Started A Thread With Some Pics 4 ya... She's A Little Rough... But I Call It Character.... 8) 

https://www.tinboats.net/forum/viewtopic.php?f=21&t=23570

I'll Keep Up With Yours, Feel Free To Look Over Mine For Any Ideas!


----------



## ROBB (Feb 26, 2012)

Well due to the warmer weather today, I decided to start the next step.

I have just about finished reading every thread posted on the site, been a long boring Winter. The Hard Water has not been very cooperative in Northern Illinois.

Removed the center seat and started the bracing for the deck. There are a few 14' Shallow V boats on the site and a special shout out and thank you to "ZUBES"


----------



## ROBB (Mar 8, 2012)

More Updates


----------



## fool4fish1226 (Mar 8, 2012)

Starting to take shape, the framing looks good.


----------



## ROBB (Mar 18, 2012)

I had to make a revision to the sides. I did not want to have the front deck any higher. So I refreamed the sides to be level with the seat height.
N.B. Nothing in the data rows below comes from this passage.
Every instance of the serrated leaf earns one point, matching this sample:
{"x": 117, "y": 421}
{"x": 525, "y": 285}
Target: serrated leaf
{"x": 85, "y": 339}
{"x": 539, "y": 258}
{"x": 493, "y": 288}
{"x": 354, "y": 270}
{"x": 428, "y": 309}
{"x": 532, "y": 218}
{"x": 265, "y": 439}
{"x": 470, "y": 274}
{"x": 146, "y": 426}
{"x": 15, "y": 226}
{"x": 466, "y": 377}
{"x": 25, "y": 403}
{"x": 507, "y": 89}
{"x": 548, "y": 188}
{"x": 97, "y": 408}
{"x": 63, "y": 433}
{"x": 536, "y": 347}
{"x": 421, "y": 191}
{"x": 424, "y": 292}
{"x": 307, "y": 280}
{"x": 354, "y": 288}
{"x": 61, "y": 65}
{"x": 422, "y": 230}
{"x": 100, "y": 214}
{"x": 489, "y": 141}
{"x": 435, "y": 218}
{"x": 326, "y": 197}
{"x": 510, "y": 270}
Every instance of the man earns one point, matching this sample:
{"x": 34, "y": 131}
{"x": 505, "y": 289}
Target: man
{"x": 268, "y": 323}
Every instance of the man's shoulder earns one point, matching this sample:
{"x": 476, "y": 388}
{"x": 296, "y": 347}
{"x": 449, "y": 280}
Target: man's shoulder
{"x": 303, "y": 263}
Added supports for the front deck, storage area, and framed for the trolling motor mount.


----------



## dbglaketaker (Mar 18, 2012)

wow looks great. my new boat has been painted twice with no prep so im thinking i might need to use both methods


----------



## florida strain (Mar 18, 2012)

wow i have the same boat 14 monark, now known as sea ark , how much steel flex did it take to do the bottom, also what kind did you get ,the slick stuff for airboats? thanks cant wait to see more from build.


----------



## ROBB (Mar 18, 2012)

florida strain said:


> wow i have the same boat 14 monark, now known as sea ark , how much steel flex did it take to do the bottom, also what kind did you get ,the slick stuff for airboats? thanks cant wait to see more from build.



FS- I applied 2 coats, I am sorry I do not remember the exact part numbers, but I used what was recommended by other members here on the site.

There is also a topic "Everything Steelflex" so helpful

Thank you.


----------



## bikeordie092 (Mar 18, 2012)

im liking this so far, also liking the way you did the framing for the floor... alot! if i wasnt so far on mine already, id probably go back and do something like that... will deff be following this one.


----------



## ROBB (Mar 19, 2012)

bikeordie092 said:


> im liking this so far, also liking the way you did the framing for the floor... alot! if i wasnt so far on mine already, id probably go back and do something like that... will deff be following this one.



bikeordie092

I have spent so much time researching this site, and determining what I was going to do? Once I started and pulled the trigger on the Reciprocating Saw, there was no turning back. 

There are so many questions in regards to removing a bench seat, I looked to see different supporting ideas.

I still have yet to frame the hull in?

Over the weekend I primed above the water line. I am going to paint the interior to where the decking will be installed.

I also have to hit the bottom in one area, where I had a couple rivets pop out that I had to replace.

Thank you


----------



## fool4fish1226 (Mar 19, 2012)

Thats looking great love the lay out. Your side framing is the prefect solution to removing the middle seat. Are you going use the side framing for storage, live well, etc?


----------



## ROBB (Mar 19, 2012)

fool4fish1226 said:


> Thats looking great love the lay out. Your side framing is the prefect solution to removing the middle seat. Are you going use the side framing for storage, live well, etc?



No live well for me. (Stringer) 

I am just going to mount a rocker switch panel, and a mount for my Vexilar flasher.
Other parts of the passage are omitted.